After that, I was able to whisper a little. I immediately felt the discomfort when I went overboard, but at home it was starting to be a problem. At some point, communication became difficult and patience was lost. It was frustrating to not be heard. To rely on other, less elegant methods of communication. Nothing is like talking one-on-one. We forget how much we rely on it.
You, my friends, YOU reading this may be hearing my voice in your head and thinking that writing is a pretty good substitute. Now imagine being in the same room with me as I type my responses to you. Not the same thing. I'm a pretty fast typist, but I certainly couldn't keep up with a room of people. So no voice pretty much means no social interaction. Or at least very limited, very awkward social interaction. The longer I had to do without, the more difficult it became.

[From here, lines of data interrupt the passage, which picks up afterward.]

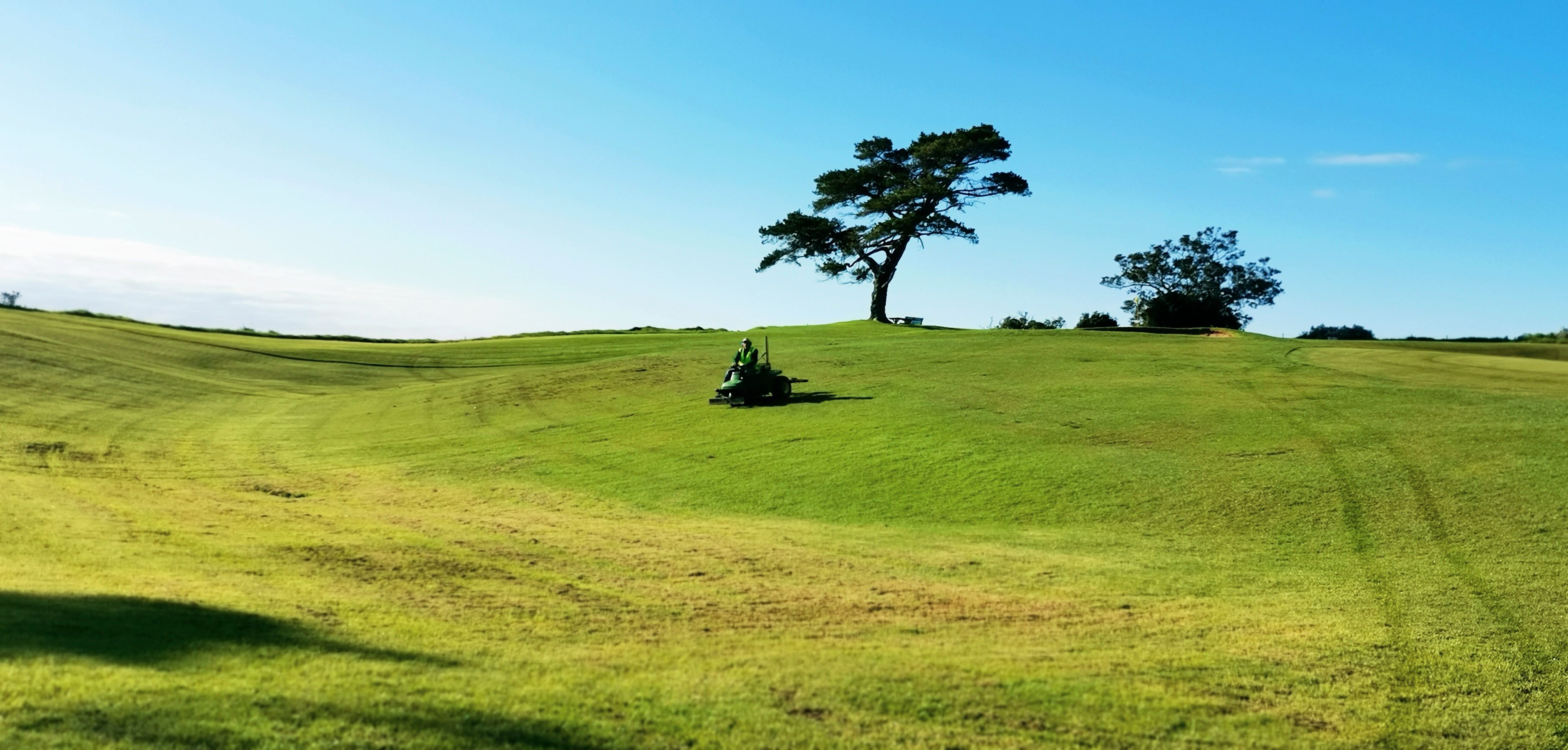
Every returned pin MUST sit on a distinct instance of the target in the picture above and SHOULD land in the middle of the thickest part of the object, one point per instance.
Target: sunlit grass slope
(951, 539)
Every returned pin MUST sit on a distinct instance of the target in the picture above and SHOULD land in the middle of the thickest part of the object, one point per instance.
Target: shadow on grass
(129, 630)
(223, 722)
(821, 397)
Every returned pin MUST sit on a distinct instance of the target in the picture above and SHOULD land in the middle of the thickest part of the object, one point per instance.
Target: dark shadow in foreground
(222, 722)
(821, 397)
(131, 630)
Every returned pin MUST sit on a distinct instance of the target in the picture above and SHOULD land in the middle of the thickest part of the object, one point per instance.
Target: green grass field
(951, 539)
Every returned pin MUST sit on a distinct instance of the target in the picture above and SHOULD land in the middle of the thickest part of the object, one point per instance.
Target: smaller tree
(1195, 281)
(1096, 321)
(1023, 322)
(1338, 333)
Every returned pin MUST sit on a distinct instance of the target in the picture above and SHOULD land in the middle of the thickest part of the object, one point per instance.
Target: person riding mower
(750, 380)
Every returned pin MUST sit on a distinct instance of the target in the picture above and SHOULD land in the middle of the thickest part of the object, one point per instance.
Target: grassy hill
(951, 539)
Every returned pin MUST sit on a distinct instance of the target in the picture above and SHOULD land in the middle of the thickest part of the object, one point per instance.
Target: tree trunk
(880, 297)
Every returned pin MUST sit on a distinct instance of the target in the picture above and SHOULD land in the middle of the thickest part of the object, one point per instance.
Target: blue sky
(463, 170)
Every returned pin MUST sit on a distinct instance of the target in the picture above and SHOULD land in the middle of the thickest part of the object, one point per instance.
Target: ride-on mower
(763, 385)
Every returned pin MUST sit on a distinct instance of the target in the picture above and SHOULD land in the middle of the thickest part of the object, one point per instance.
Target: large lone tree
(905, 195)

The internet made things heaps better. I felt connected in a way I never could have 20 years ago. Many people never would have noticed I was gone if I hadn't told them or they hadn't read my updates on Facebook. They communicated with me as they usually do: via email, SMS messages and social media.

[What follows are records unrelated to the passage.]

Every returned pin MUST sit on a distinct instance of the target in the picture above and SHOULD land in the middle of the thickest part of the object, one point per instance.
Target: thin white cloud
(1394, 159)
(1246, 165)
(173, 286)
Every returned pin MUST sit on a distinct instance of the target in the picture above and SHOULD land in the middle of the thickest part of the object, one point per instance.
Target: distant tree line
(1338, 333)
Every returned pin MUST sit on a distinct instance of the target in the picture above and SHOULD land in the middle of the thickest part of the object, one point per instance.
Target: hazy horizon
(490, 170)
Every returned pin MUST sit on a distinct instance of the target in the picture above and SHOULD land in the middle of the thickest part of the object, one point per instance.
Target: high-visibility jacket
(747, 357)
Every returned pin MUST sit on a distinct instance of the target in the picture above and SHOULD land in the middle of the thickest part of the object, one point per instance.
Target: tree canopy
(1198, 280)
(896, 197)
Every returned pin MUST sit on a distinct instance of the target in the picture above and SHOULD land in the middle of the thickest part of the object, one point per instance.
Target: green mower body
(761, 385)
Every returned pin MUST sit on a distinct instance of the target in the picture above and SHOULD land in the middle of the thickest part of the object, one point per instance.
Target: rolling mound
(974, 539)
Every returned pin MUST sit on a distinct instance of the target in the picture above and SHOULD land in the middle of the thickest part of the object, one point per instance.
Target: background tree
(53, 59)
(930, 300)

It was my closest relationships that suffered: the relationships that are regularly conducted offline, in-person. It was preferable to be by myself. Which gets lonely and boring after a while.
I used my voice for the first time with my hairdresser. I'd had Gordon book me an appointment for the day I could start talking. I hadn't had a haircut since the Fall. And I didn't have to talk much, especially after explaining I'd just had vocal chord surgery.
I've been back at work for a full week. The first day back was exhausting. I got a migraine from the effort. But it got better. And while I'm still healing, my voice keeps getting stronger.
I can't wait to hear what I sound like. But I hope I will always remember the lessons I've learned while shutting up: listening is very, very important.
2 comments:
Cathy, radical diet plan indeed but we are so happy to have you back.
Allyson
Thanks Allyson! It's good to be back to have the casual conversations I love so much.